De Construo.app applicatiebundel vervangt het gebruik van de commandoregel. Opmerking: De Crusta.app en Construo.app bundels moeten beide in dezelfde map staan om Construo te laten werken. Volg deze stappen om globefiles te maken:

  1. Dubbelklik op het pictogram Construo.app om het configuratievenster te openen. Hier moet u het type en de naam van het te produceren globefile opgeven. Zie de opties -dem, -kleur en -layerf hierboven. Klik op “Klaar” zodra u de specificatie van het uitvoer globefile hebt voltooid.
  2. Sleep de gewenste invoerbestanden op het pictogram Contruo.app. Deze gegevens worden toegevoegd aan het globefile van de vorige stap.

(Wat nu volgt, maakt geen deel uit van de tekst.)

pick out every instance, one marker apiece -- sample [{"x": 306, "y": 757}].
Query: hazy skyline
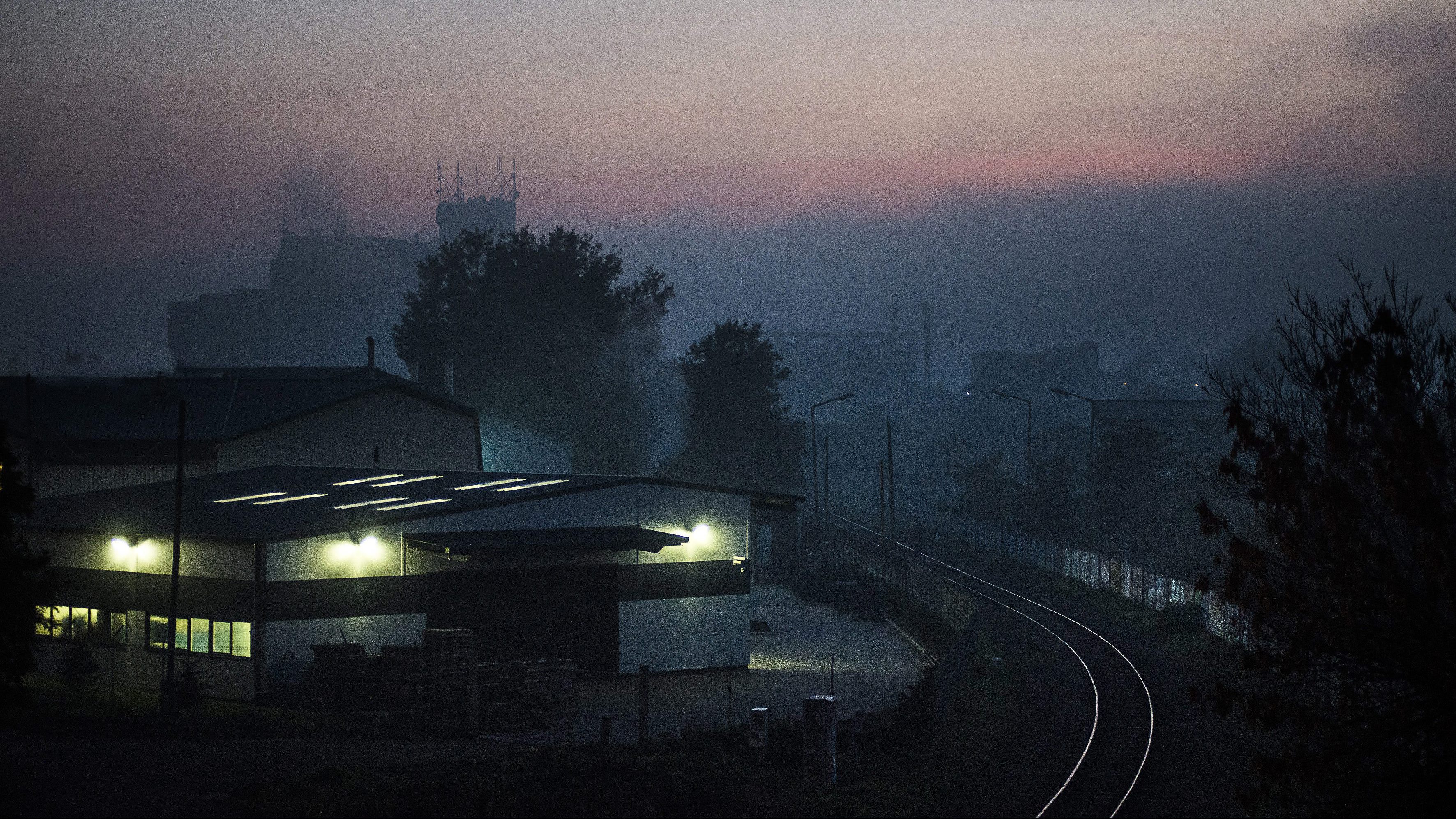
[{"x": 1042, "y": 171}]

U kunt bewerken hoe Contruo de invoerbestanden interpreteert door te klikken op “Parameters” in het configuratievenster. De opties zijn hierboven gespecificeerd. Bewerkingen worden opgeslagen en opnieuw gebruikt wanneer bestanden naar het pictogram worden gesleept, dus zorg ervoor dat u de parameters dienovereenkomstig instelt.

Construo voorbeelden

Voor de voorbeelden geven wij de opdrachtregels en nemen wij aan dat de globale uitvoerbestanden in de map /Data/Processed moeten worden geplaatst en dat alle invoerbestanden te vinden zijn in /Data/Raw

  • Bouw een nieuw globefile met twee DEM rasters als TIFF:
construo -dem /Data/Processed/topo.globeFile /Data/Raw/dem0.tif /Data/Raw/dem1.tif
  • Voeg een DEM raster als een ArcGrid toe aan een bestaand globefile:
construo -dem /Data/Processed/topo.globeFile /Data/Raw/dem2ArcGrid
  • Bouw een nieuw kleuren globefile met meerdere TIFF inputs:
construo -color /Data/Processed/color.globeFile /Data/Raw/color/*.tif

Andere opmerkingen:

  • Als u een globefile heeft waaraan u extra gegevens wilt toevoegen, kunt u dat globefile specificeren in <globefile name>. Dit schrijft dan alle nieuwe gegevens bovenop de bestaande. Het proces is onomkeerbaar, daarom wordt aanbevolen een back-up te maken van het bestaande globefile voordat er nieuwe gegevens aan worden toegevoegd.
  • Voor beeldverwerking kunt u de meeste commando’s (-offset, -scale, -nodata) negeren – bijv. construo -color <globefile name> <input files>
  • Construo kan NoDATA waarden uit ESRI GRID bestanden automatisch inladen. Als u topografische (DEM) gegevens laadt, kan dit worden gedaan door de directory op te geven die de vele GRID-bestanden bevat. Construo vindt het GRID-bestand en laadt dat (bijv. /gis-data/GIS/dems/schade/sm_alirt/).
  • Het lijkt erop dat GDAL niet houdt van het RGB (imagery) GRID formaat. Blijkbaar laat dit formaat 4 mappen zien – De 3 kleurenbanden die de w*.adf bestanden bevatten die crusta laadt en een vierde map die ArcGIS herkent als de combinatie van al die bestanden. Helaas zal het laden in elke afzonderlijke map de vorige overschrijven, dus gebruik GEEN ESRI GRID formaat voor KLEUR IMAGERIE.
  • Het lijkt erop dat GDAL een probleem heeft met het lezen van JPEG2000 beeldformaten. Heeft invloed op sommige HiRISE beelden. Gelieve de JPEG2000 te converteren naar een ander ondersteund beeldformaat, bv. GeoTIFF. Hulp bij het omzetten van Marsgegevens vindt u hier: Gegevens voor CrustaMars.
  • GDAL maakt onderscheid tussen de breedtegraad van de oorsprong en de breedtegraad van de ware schaal. Deze werden niet correct gebruikt in sommige van de HiRISE datasets die wij gebruikten. Gelukkig voert Construo een .proj-bestand uit dat de projectie bevat die het gebruikt voor het verwerken van de gegevens wanneer het de invoer voor het eerst leest (het overschrijft het bestand niet als het al bestaat). Op deze manier kunnen projecties handmatig worden ingesteld (als er geen georeferentie is) of aangepast (als dat wel het geval is). Zo levert een eerste (geannuleerde) poging om de HiRISE-gegevens op te bouwen de .proj-bestanden op waarin de waarde voor latitude_of_origin kan worden ingesteld op een nieuwe standaard_parallel_1 parameter om de juiste projectie te produceren.